カタストロフィーと建築、デザイン

新型コロナウイルスは、社会に大きい影響を及ぼしたが、この疫病により、今後どのようなデザイン、建築計画をしていくのかについて考えなおさなければならないことは数多くあるはずである。以前、このブログで、病院建築の動線について、様々な動線を組み替えられるプランを想定する必要があることを書いた。

日本において、さらに危惧されるのは、巨大噴火である。破局噴火とも呼ばれ、日本における最大のカタストロフィーとなることは間違いないだろう。私たちは、この最大の難局にどのように対処するのか、様々な分野で再考しなければならない時期に来ているのかもしれない。

建築においてはどうだろうか。巨大噴火が発生した場合、まず問題となるのは火山灰である。建築の窓はずっと閉鎖していなければならなくなることは目に見えている。よって、換気が安易にできなくなる。また、外気を吸い込むようなあらゆる設備も使用できなくなる。夏場にエアコンも使えず、窓も開けられない状況が生ずることも考えられる。そう考えると、日当たりを第一に考える日本の建築(特に住宅)の居室は温室化し、居住できるようなスペースとはならなくなるだろう。夏でも、あるいは冬でもエアコンの必要のないスペースが求められるだろう。(冬場は、薪ストーブなどの設備でしのぐことが必要だが、その時にも換気の対策が必要になる。)ソーラー発電で電気をつくるような設備自体も火山灰の影響で一時使用不可能になるだろう。

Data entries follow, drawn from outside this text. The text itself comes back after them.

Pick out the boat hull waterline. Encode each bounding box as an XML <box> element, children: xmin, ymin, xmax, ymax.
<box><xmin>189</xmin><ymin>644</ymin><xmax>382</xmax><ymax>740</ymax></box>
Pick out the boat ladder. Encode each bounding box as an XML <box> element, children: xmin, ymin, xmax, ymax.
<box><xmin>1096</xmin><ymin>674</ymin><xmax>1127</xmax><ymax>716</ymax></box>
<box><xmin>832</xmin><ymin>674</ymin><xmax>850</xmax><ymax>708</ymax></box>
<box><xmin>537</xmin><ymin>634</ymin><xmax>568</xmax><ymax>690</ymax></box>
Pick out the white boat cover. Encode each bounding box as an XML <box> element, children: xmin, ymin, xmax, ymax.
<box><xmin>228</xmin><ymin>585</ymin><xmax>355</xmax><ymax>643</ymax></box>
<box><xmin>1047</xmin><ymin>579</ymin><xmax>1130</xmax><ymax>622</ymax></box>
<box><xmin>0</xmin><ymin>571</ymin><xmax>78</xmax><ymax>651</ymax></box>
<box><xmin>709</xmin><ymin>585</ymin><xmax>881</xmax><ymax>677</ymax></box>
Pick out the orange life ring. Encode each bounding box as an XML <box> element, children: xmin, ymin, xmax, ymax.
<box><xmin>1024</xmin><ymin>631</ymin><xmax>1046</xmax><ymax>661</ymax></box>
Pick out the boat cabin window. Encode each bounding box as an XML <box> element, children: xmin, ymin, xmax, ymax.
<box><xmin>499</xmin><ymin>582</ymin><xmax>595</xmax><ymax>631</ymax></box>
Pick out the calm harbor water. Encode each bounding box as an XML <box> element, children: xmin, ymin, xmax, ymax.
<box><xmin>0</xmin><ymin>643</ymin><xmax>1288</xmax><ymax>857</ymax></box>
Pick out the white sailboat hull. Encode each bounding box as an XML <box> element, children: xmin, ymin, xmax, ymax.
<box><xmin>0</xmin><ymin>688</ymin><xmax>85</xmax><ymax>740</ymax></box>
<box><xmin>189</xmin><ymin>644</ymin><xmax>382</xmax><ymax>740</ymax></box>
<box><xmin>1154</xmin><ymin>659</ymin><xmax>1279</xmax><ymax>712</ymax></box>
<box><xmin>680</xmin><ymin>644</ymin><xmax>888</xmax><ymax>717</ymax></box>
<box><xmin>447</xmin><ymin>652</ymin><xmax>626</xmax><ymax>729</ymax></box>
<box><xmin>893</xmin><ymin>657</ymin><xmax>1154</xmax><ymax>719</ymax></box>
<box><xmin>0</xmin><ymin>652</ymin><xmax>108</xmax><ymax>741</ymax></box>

建築とは関係はないが、マスクも問題となる。現在、やっとマスクが供給され始めたが、火山灰を防せげるような仕様ではない。最低、防塵仕様が必要となる。マスクづくりがそれぞれの地域で始まっていると聞くが、自治体は、そうしたマスクだけでなく、高価な防塵仕様のマスクも備蓄すべきなのであるが、そこまで考えが及んでいるのだろうか?

火山灰は、電気通信機器も破壊する。テレビ、ラジオ、パソコン(特にインターネット)、携帯電話も使用できなくなることが想定される。(いわゆる、ブラックアウトが起こる可能性が高い。)かつ、電気、ガス、水道、および商品、食料の流通もストップするかもしれない。(病院機能が麻痺する可能性も高い)そのような状況で、どのように生き延び、コミュニケーションをとっていくのか、究極の防災計画が必要となることは間違いない。カタストロフィーを想定した建築、デザインを真剣に考えなければならないが、この問題は、建築、デザインの領域をはるかに超えているので、国家レベルで議論されるべき問題だろう。